We have received a wonderful gift of salvation and the time has come where the Kingdom of God is in the present. It is to be realized on the earth and it exists all around us. As we sit here in this chapel today, we sit as royal citizens of the Kingdom of God. All outside the doors of this church that we encounter or that we may never meet are also members of this royal Kingdom of God. This membership was a gift given to us by God who became man and through Grace forgave us of our sins by bearing them in death for us. We are not the citizens of Israel who waited for a King to restore their people, we are the active Kingdom of God awaiting the return of our King in His earthly rule and we stand already restored in God’s light.
Therefore, we cannot be surprised. We cannot pretend that today is an ordinary day. We cannot focus on ourselves and our wants and our desires. We cannot put off doing what God wants us to do because we do not know when the return will be. We do not know when we will be standing before our Lord in righteous judgment. We cannot let it sneak up on us.
Bringing it Together
But, what I have just told you is no different than what Isaiah delivered thousands of years ago. Our world, the society in which we live, despite all of the technological advances and the changes in culture and sociological norms still suffers from the same ills. We are a sinful lot. Our sin rests within our concern for the self rather than the care for others. We self-indulge and marginalize our faith and our lives outside those things which do not affect us directly. We shake our heads at the inhumanity we see on the news and read in the papers, then continue with our day, meeting our needs with those things that give us personal satisfaction.
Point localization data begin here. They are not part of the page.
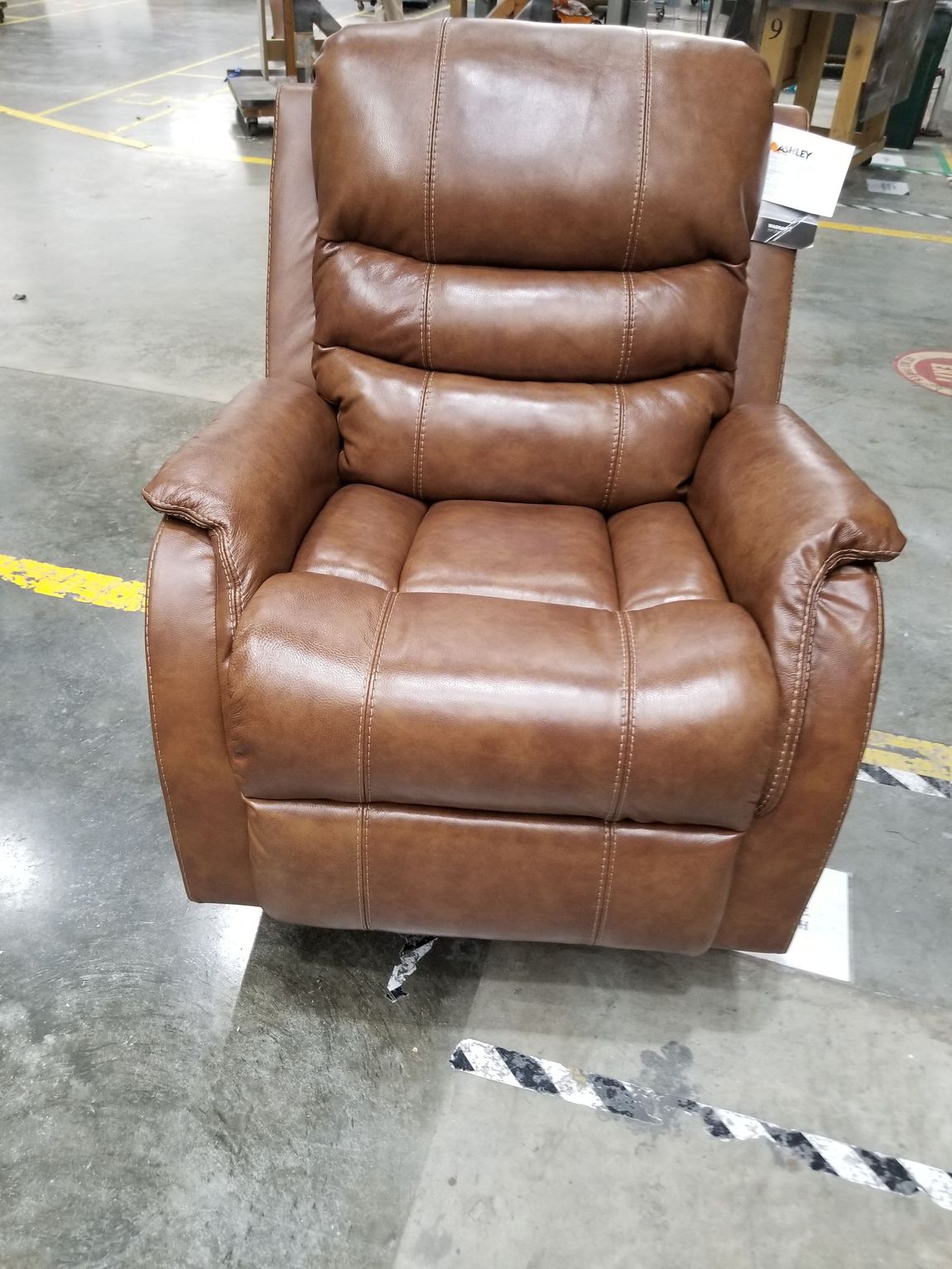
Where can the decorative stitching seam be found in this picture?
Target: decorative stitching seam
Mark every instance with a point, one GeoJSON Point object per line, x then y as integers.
{"type": "Point", "coordinates": [613, 856]}
{"type": "Point", "coordinates": [373, 687]}
{"type": "Point", "coordinates": [632, 695]}
{"type": "Point", "coordinates": [430, 233]}
{"type": "Point", "coordinates": [623, 356]}
{"type": "Point", "coordinates": [864, 736]}
{"type": "Point", "coordinates": [155, 721]}
{"type": "Point", "coordinates": [368, 681]}
{"type": "Point", "coordinates": [801, 675]}
{"type": "Point", "coordinates": [597, 923]}
{"type": "Point", "coordinates": [645, 140]}
{"type": "Point", "coordinates": [426, 320]}
{"type": "Point", "coordinates": [618, 447]}
{"type": "Point", "coordinates": [217, 533]}
{"type": "Point", "coordinates": [416, 478]}
{"type": "Point", "coordinates": [625, 731]}
{"type": "Point", "coordinates": [786, 326]}
{"type": "Point", "coordinates": [366, 818]}
{"type": "Point", "coordinates": [642, 141]}
{"type": "Point", "coordinates": [361, 910]}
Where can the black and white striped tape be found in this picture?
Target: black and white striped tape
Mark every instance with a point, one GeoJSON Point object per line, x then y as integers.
{"type": "Point", "coordinates": [897, 211]}
{"type": "Point", "coordinates": [892, 776]}
{"type": "Point", "coordinates": [602, 1093]}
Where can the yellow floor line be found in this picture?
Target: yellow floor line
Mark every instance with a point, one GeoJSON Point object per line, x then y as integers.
{"type": "Point", "coordinates": [870, 228]}
{"type": "Point", "coordinates": [908, 754]}
{"type": "Point", "coordinates": [73, 127]}
{"type": "Point", "coordinates": [149, 79]}
{"type": "Point", "coordinates": [171, 109]}
{"type": "Point", "coordinates": [885, 749]}
{"type": "Point", "coordinates": [85, 588]}
{"type": "Point", "coordinates": [66, 13]}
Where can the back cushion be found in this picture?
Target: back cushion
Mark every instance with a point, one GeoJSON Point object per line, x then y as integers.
{"type": "Point", "coordinates": [530, 269]}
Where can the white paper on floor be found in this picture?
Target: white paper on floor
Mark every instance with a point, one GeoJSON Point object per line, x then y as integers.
{"type": "Point", "coordinates": [887, 187]}
{"type": "Point", "coordinates": [821, 942]}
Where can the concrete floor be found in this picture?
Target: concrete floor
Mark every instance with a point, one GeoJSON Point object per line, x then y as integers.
{"type": "Point", "coordinates": [183, 1087]}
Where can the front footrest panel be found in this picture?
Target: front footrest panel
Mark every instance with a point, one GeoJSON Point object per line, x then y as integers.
{"type": "Point", "coordinates": [462, 873]}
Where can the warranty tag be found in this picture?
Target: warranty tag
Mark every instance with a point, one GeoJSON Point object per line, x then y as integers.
{"type": "Point", "coordinates": [806, 171]}
{"type": "Point", "coordinates": [782, 226]}
{"type": "Point", "coordinates": [804, 178]}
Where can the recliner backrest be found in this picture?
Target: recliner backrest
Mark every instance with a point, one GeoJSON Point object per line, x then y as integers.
{"type": "Point", "coordinates": [530, 273]}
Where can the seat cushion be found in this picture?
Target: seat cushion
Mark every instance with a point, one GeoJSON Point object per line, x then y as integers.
{"type": "Point", "coordinates": [476, 656]}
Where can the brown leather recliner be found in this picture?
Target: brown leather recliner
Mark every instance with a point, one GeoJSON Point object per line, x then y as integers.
{"type": "Point", "coordinates": [466, 619]}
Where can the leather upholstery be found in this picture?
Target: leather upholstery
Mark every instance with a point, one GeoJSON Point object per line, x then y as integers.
{"type": "Point", "coordinates": [764, 466]}
{"type": "Point", "coordinates": [485, 613]}
{"type": "Point", "coordinates": [454, 872]}
{"type": "Point", "coordinates": [763, 334]}
{"type": "Point", "coordinates": [494, 669]}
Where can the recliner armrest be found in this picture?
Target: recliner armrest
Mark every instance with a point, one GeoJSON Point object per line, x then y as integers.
{"type": "Point", "coordinates": [780, 512]}
{"type": "Point", "coordinates": [255, 478]}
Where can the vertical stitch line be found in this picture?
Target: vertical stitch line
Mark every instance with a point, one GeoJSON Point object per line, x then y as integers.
{"type": "Point", "coordinates": [426, 320]}
{"type": "Point", "coordinates": [373, 687]}
{"type": "Point", "coordinates": [618, 447]}
{"type": "Point", "coordinates": [416, 476]}
{"type": "Point", "coordinates": [871, 704]}
{"type": "Point", "coordinates": [632, 695]}
{"type": "Point", "coordinates": [597, 923]}
{"type": "Point", "coordinates": [623, 730]}
{"type": "Point", "coordinates": [625, 356]}
{"type": "Point", "coordinates": [359, 867]}
{"type": "Point", "coordinates": [612, 857]}
{"type": "Point", "coordinates": [632, 324]}
{"type": "Point", "coordinates": [645, 142]}
{"type": "Point", "coordinates": [368, 923]}
{"type": "Point", "coordinates": [618, 416]}
{"type": "Point", "coordinates": [371, 671]}
{"type": "Point", "coordinates": [636, 195]}
{"type": "Point", "coordinates": [430, 233]}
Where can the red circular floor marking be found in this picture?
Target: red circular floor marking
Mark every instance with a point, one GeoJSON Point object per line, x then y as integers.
{"type": "Point", "coordinates": [930, 371]}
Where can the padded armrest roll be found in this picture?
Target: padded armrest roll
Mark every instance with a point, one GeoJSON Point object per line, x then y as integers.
{"type": "Point", "coordinates": [255, 478]}
{"type": "Point", "coordinates": [780, 512]}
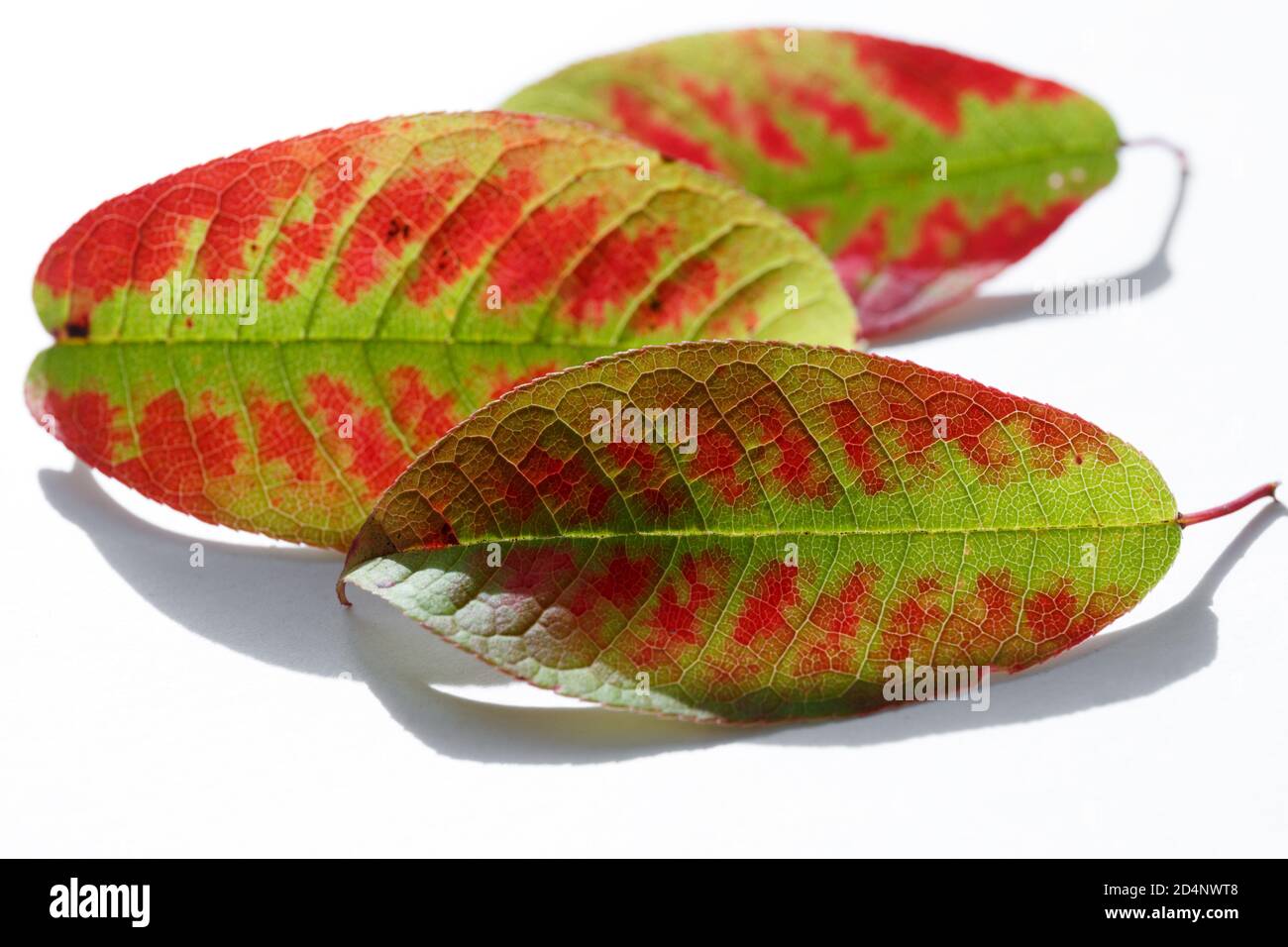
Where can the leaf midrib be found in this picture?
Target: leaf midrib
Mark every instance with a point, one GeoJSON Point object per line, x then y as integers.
{"type": "Point", "coordinates": [750, 534]}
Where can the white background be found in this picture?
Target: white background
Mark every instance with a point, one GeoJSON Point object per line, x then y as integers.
{"type": "Point", "coordinates": [149, 707]}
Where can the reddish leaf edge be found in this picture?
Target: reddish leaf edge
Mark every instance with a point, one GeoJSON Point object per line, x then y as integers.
{"type": "Point", "coordinates": [893, 331]}
{"type": "Point", "coordinates": [1262, 492]}
{"type": "Point", "coordinates": [361, 551]}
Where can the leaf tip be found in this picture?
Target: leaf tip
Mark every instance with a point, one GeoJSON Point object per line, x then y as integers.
{"type": "Point", "coordinates": [1263, 491]}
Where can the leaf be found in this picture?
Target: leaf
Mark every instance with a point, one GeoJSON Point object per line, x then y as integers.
{"type": "Point", "coordinates": [845, 136]}
{"type": "Point", "coordinates": [841, 513]}
{"type": "Point", "coordinates": [375, 254]}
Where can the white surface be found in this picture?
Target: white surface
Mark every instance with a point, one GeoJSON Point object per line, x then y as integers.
{"type": "Point", "coordinates": [155, 709]}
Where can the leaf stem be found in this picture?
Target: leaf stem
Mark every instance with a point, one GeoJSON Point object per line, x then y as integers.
{"type": "Point", "coordinates": [1236, 504]}
{"type": "Point", "coordinates": [1155, 142]}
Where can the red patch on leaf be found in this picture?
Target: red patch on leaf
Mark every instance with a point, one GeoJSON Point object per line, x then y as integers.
{"type": "Point", "coordinates": [566, 486]}
{"type": "Point", "coordinates": [502, 381]}
{"type": "Point", "coordinates": [844, 119]}
{"type": "Point", "coordinates": [932, 81]}
{"type": "Point", "coordinates": [717, 103]}
{"type": "Point", "coordinates": [370, 454]}
{"type": "Point", "coordinates": [840, 616]}
{"type": "Point", "coordinates": [614, 272]}
{"type": "Point", "coordinates": [683, 607]}
{"type": "Point", "coordinates": [763, 609]}
{"type": "Point", "coordinates": [800, 467]}
{"type": "Point", "coordinates": [861, 446]}
{"type": "Point", "coordinates": [682, 295]}
{"type": "Point", "coordinates": [86, 423]}
{"type": "Point", "coordinates": [640, 120]}
{"type": "Point", "coordinates": [281, 434]}
{"type": "Point", "coordinates": [421, 415]}
{"type": "Point", "coordinates": [807, 219]}
{"type": "Point", "coordinates": [175, 458]}
{"type": "Point", "coordinates": [645, 472]}
{"type": "Point", "coordinates": [478, 224]}
{"type": "Point", "coordinates": [913, 410]}
{"type": "Point", "coordinates": [622, 582]}
{"type": "Point", "coordinates": [717, 458]}
{"type": "Point", "coordinates": [912, 617]}
{"type": "Point", "coordinates": [539, 252]}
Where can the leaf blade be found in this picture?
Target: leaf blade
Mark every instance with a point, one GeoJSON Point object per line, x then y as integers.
{"type": "Point", "coordinates": [377, 249]}
{"type": "Point", "coordinates": [626, 558]}
{"type": "Point", "coordinates": [844, 134]}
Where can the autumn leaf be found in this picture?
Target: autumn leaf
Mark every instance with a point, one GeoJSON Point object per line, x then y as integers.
{"type": "Point", "coordinates": [755, 531]}
{"type": "Point", "coordinates": [267, 341]}
{"type": "Point", "coordinates": [919, 171]}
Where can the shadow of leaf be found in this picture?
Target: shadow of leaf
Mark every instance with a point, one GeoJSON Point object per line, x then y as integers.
{"type": "Point", "coordinates": [984, 312]}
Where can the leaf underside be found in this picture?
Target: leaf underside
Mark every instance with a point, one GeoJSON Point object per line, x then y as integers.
{"type": "Point", "coordinates": [845, 136]}
{"type": "Point", "coordinates": [840, 513]}
{"type": "Point", "coordinates": [406, 272]}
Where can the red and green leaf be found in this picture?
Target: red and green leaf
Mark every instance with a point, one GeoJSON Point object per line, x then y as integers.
{"type": "Point", "coordinates": [407, 270]}
{"type": "Point", "coordinates": [841, 513]}
{"type": "Point", "coordinates": [844, 136]}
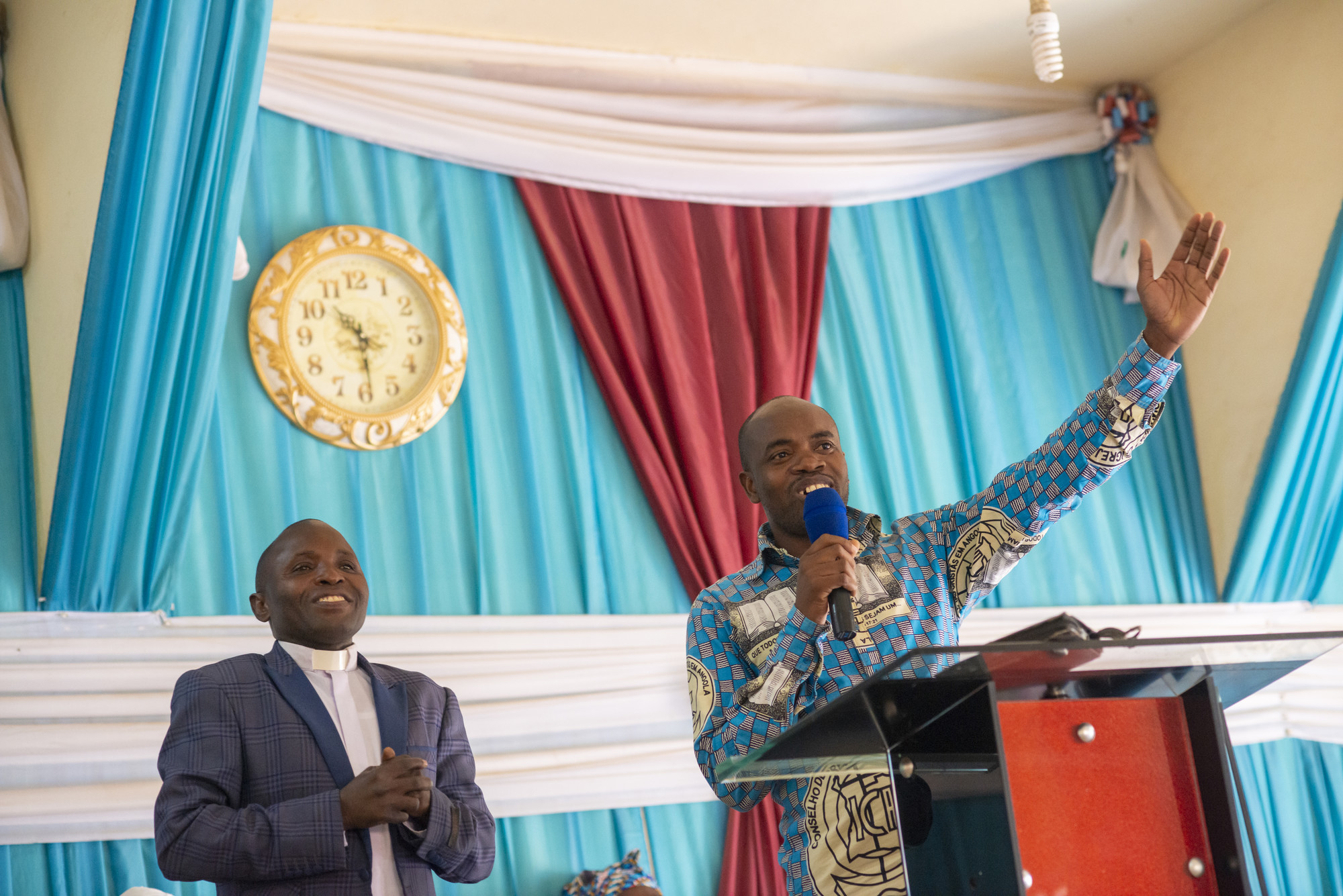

When I was the young boy, sitting behind the tree in the corner of the room, listening to carols and staring at the lights, I don’t think I understood what the cross was. I don’t think I fully knew what this baby that jutted out from the page truly was sent to do for me and for everyone else. But, I knew and I felt that whenever I sat behind that tree, I was not alone. I felt warm, I felt happy, and I felt love. Without knowing the word, I felt hope.
That is what Jesus brought with Him on the night in the manger. Hope in a better world and He showed us it existed. He showed us that we can all sit down together and break bread. He showed us that we can use love to heal and words to cure. He showed us that a touch, when it is full of faith, is like a weapon of God’s light against all things existing in the dark. Hope was born in the manger.
The baby grew into a man, who in death and resurrection brought a fallen world back into life with God. So, the hope that was born in the manger that night...it now exists in each one of us. That hope is part of our created and restored identity in Christ. We can hide it. We can refuse to believe it is there. Or we can let it loose. We can prepare for God by letting the hope of the Holy Spirit shine through us and the example we make of our own lives.
Hope was born in the manger and is carried by us in our joyful anticipation that Christ will come again.